The loonie rose as high as 90.41 cents against the U.S. dollar and is trading at its highest level since Jan. 24, 1978 on the back of rising gold and energy prices, souring sentiment against the U.S. dollar and robust global investment demand. It closed at 90.38 cents.
“Forecasts of parity are multiplying faster than bunny rabbits in May,” wrote Douglas Porter, deputy chief economist for BMO Nesbitt Burns Inc., in a morning note.
In the past month, the loonie has posted the second-largest monthly increase in 55 years, according to a report yesterday by National Bank Financial.
The loonie held its gains Tuesday as the federal budget revealed tax cuts and an expected budget surplus this year.
The Canadian dollar, which has soared 13.1 per cent in the past year, closed yesterday at 89.93 cents.
The trajectory presents a quandary for the Bank of Canada, which has signalled that Canadian interest rates are header higher to tame a predicted pick-up in inflation.
A strong currency is causing more pain for Canadian manufacturers, which have shed almost 200,000 jobs since the end of 2002 and are directly responsible for more than a fifth of Canada's economic activity. The Canadian Manufacturers & Exporters predicted Tuesday that 100,000 more jobs would vanish this year.
“The manufacturing sector could get hurt,” said Rohit Sehgal, chief investment strategist for Dynamic Mutual Funds Ltd., in an interview. “Alberta and the western provinces will do very well, but Ontario may get hurt.”
On the other hand, a strong Canadian dollar benefits retailers, whose import prices are dropping, as well as Canadian travellers vacationing outside the country.
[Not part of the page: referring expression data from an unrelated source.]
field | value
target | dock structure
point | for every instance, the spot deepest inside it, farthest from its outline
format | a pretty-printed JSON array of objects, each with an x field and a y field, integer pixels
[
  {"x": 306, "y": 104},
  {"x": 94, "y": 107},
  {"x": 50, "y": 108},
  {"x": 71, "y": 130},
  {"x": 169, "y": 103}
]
It also makes buying new U.S. machinery and equipment cheaper, a move likely to boost Canada's productivity.
Most of the Canadian currency's gains are against the U.S. dollar rather than other currencies, National Bank's economists said in a note Monday.
“In our opinion, this suggests that the next leg of Canadian dollar appreciation against the greenback is likely to be driven more by U.S. dollar realignment than by commodity prices and the price of oil,” said Clément Gignac and Stéfane Marion.
Many analysts are expecting a weakening of the U.S. dollar in the months to come, partly amid concern about its giant current account deficit.
Mr. Gignac and Mr. Marion now expect the loonie to trade at an average 90 cents this year, up from their previous forecast of 86 cents. Next year, they expect an average of 97 cents, “with parity by fall 2007.”